Take it or leave it: Understanding leaf litter
Every year large quantities of leaf litter and debris can have unexpected negative consequences for businesses. They cause issues such as clogging drains and gutters, which can lead to flooding and water damage and these issues can halt and even stop businesses from operating.
To stay up to date on this issue, and to understand how Ground Control can help and support, we spoke with National Operations Director, Marc Wilkinson.
- Leaf litter is also commonly called leaf fall. It comprises of any dead plant or tree material that has fallen to the ground.
How can leaf litter negatively affect businesses, and what is the risk of allowing this to build up?

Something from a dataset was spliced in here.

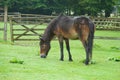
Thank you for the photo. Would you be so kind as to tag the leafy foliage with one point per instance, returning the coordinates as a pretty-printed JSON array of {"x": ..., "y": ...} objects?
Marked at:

Left in situ and unmanaged, within a commercial or residential environment, leaf litter can present a significant hazard. As leaf litter breaks down and decomposes, it becomes a ‘sludge-like’ medium. On hard surfaces, this will form a dangerously slippery layer which of course can lead to slips, trips and falls for all residents, customers, or staff.
From a site maintenance perspective, leaf litter can block drains, gutters, and cover assets which in turn will cause other associated issues. With the UK experiencing more and more extreme weather, in some areas blocked drains caused by leaf litter can significantly increases the chances of flash flooding.
Finally, from an aesthetic perspective, leaf litter, at all stages of the life cycle, will detract from an area’s appearance should it be aiming for a ‘clean’ look.
Once collected, what can be done to reuse leaf litter to support nutrients in the soil?
The best sustainable use for leaf litter is to create leafmould.
Leafmould is formed from decaying leaves and produces an invaluable soil conditioner. The best quality leafmould is produced from the leaves of Oak, Beech or Hornbeam, however, leafmould can be created from the leaves of all deciduous tree species. The best quality, well-rotted leafmould (more than two years old) can be used as seed-sowing compost, or mixed equally with sharp sand, garden compost and good-quality soil for use as potting compost. Lesser quality leafmould can still be used as mulch, soil improver, autumn top-dressing for lawns, or winter covering for bare soil.
Can the clearance of leaf litter be part of a wider grounds maintenance contract – so customers and clients mitigate issues and keep their businesses safe and operational?
Ground Control can assist with the management of leaf litter on your sites. This can be achieved, either, on a planned or an ad-hoc basis. Costs can be agreed upon as part of a wider grounds maintenance specification or quoted for as and when you require us to intervene.